Enfin, ce n’est que par courrier du 23 novembre 2017 que Monsieur X a indiqué à la mairie de Strasbourg avoir demandé à connaître les modalités d’accession à la propriété sur le logement qu’il occupe. Il n’a déposé aucun dossier tendant à intégrer le dispositif d’autopromotion pour l’achat et la rénovation de l’immeuble, ni n’avait, dans les courriers précédents formulés en réponse aux demandes d’évacuation et offres de relogement de la collectivité, fait part d’une quelconque intention d’acquérir son appartement, indiquant au contraire qu’une démarche était en cours pour le dépôt d’une demande de logement auprès de bailleurs sociaux. Il ne peut être ainsi soutenu que l’Eurométropole n’aurait pas respecté les dispositions tirées de l’article L 314-2 du code de l’urbanisme, relative aux droits de priorité et de préférence de l’occupant évincé.

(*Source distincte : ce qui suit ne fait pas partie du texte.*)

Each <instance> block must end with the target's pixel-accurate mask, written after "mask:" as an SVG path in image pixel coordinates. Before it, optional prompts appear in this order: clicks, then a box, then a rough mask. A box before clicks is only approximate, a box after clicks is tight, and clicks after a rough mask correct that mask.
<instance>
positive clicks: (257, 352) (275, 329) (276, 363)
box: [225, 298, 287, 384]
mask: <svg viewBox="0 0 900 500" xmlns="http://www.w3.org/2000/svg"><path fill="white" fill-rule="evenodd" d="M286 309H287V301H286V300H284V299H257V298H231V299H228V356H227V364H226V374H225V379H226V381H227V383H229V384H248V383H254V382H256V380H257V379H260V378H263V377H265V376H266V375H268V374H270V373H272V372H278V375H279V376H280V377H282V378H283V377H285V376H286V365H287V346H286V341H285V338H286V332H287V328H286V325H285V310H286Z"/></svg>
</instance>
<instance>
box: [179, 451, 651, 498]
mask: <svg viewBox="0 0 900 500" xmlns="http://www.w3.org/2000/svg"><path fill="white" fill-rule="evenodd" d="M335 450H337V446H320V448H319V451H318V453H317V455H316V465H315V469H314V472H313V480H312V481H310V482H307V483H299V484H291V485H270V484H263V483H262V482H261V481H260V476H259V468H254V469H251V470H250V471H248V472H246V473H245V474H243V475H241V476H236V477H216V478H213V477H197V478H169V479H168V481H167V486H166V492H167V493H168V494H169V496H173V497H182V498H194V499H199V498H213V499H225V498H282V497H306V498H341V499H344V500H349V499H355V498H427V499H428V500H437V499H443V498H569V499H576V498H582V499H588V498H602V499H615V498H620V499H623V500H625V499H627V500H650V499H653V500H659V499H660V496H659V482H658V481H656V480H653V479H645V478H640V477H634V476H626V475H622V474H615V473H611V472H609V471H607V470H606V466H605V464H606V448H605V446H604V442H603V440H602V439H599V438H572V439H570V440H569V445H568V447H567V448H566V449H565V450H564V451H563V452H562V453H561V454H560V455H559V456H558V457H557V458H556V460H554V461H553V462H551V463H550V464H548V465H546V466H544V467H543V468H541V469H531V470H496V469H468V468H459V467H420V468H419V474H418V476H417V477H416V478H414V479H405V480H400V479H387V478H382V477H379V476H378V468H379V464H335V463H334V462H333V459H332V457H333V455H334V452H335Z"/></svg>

A défaut pour Monsieur X d’avoir accepté l’une des deux propositions, il convient de constater qu’il est déchu de tout titre d’occupation des lieux à l’expiration des délais prévus à compter de la deuxième proposition formulée, soit à compter du 24 juin 2018, de sorte qu’il sera fait droit à la demande tendant à voir ordonner son expulsion.

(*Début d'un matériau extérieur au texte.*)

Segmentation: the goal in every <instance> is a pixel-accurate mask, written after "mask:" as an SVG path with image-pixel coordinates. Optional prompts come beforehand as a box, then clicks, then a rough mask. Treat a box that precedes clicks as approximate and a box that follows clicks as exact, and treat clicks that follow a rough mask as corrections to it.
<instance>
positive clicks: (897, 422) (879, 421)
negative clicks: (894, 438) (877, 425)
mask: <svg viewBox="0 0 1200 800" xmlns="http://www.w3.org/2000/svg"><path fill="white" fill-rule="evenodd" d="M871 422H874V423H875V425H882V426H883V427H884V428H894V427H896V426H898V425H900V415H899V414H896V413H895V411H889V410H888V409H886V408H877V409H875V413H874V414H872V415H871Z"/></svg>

L’indemnité d’occupation, due à compter du 24 juin 2018 jusqu’à libération des lieux, sera fixée à 400 euros, en concordance avec le montant du loyer et des charges.

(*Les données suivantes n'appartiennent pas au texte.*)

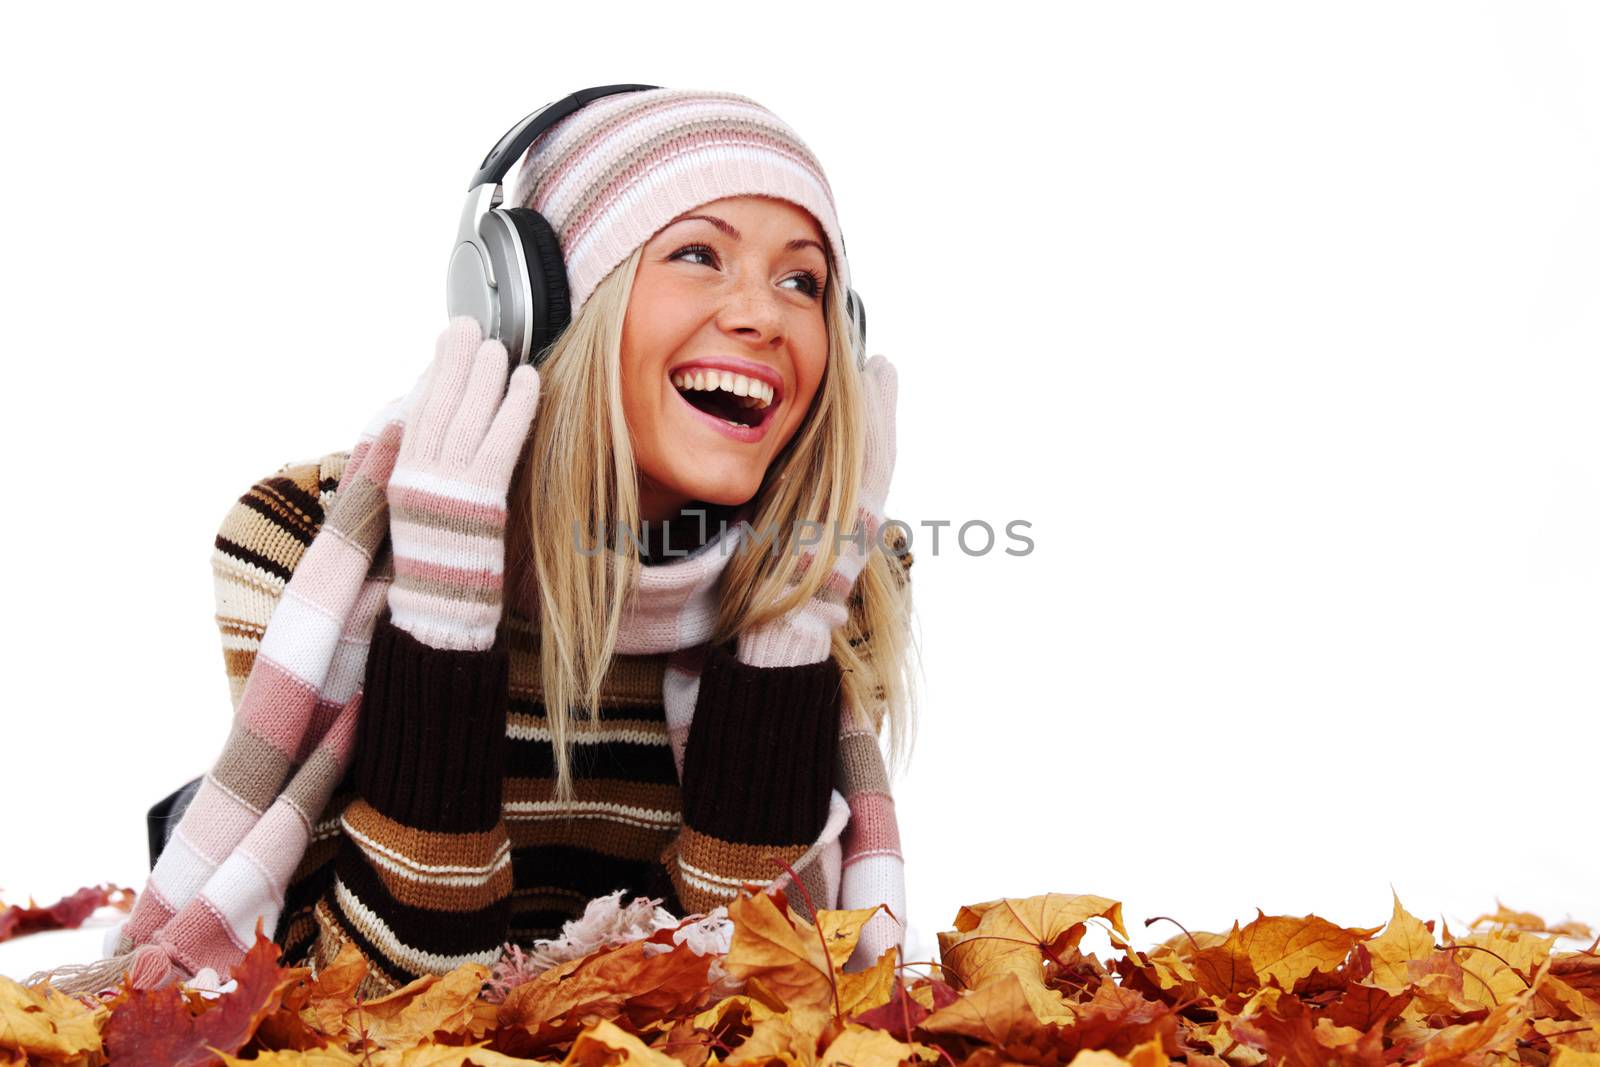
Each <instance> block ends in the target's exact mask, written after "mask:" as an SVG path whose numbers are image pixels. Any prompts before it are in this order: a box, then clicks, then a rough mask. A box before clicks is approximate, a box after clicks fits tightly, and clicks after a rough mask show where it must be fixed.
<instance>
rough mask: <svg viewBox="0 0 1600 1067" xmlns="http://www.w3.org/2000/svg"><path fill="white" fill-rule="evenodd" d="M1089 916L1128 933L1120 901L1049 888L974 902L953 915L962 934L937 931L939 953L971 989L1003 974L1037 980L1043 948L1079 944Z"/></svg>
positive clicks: (1121, 906)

L’Eurométropole ayant agi dans le cadre légal applicable, Monsieur X, qui a continué à occuper l’appartement du […], ne peut faire valoir l’existence d’un préjudice moral, de sorte que le jugement déféré sera infirmé en ce qu’il a fait droit à sa demande indemnitaire.
Sur les frais et dépens :
Les dispositions du jugement déféré quant aux frais et dépens seront infirmées.
Partie perdante, Monsieur X sera condamné aux dépens de première instance et d’appel, conformément aux dispositions de l’article 696 du code de procédure civile et sera débouté de sa demande fondée sur l’article 700 du même code.
Compte tenu des faits de l’espèce, l’équité commande qu’il ne soit pas fait application des dispositions de l’article 700 précité au bénéfice de l’Eurométropole de Strasbourg.
PAR CES MOTIFS
LA COUR, statuant par arrêt contradictoire, après débats publics,
CONFIRME le jugement déféré en ce qu’il a rejeté l’exception d’incompétence,
INFIRME le jugement déféré pour le surplus,
Statuant à nouveau,
DIT que Monsieur Z X est déchu de tout titre d’occupation du logement situé […] à Strasbourg à compter du 24 juin 2018,
CONDAMNE en conséquence Monsieur Z X à évacuer de corps et de biens et de tous occupants de son chef l’appartement loué, deux mois après la signification d’un commandement de quitter les lieux,
DIT qu’il pourra, le cas échéant, être requis le concours de la force publique,
CONDAMNE Monsieur Z X à payer à l’Eurométropole de Strasbourg une indemnité mensuelle d’occupation de 400 euros, à compter du 24 juin 2018 et ce jusqu’à libération effective des lieux,
DEBOUTE Monsieur Z X de sa demande en dommages et intérêts,
REJETTE les demandes fondées sur l’article 700 du code de procédure civile,
CONDAMNE Monsieur Z X aux dépens de première instance,
Y ajoutant,
REJETTE les demandes formées en appel au titre de l’article 700 du code de procédure civile,
CONDAMNE Monsieur Z X aux dépens de l’instance d’appel.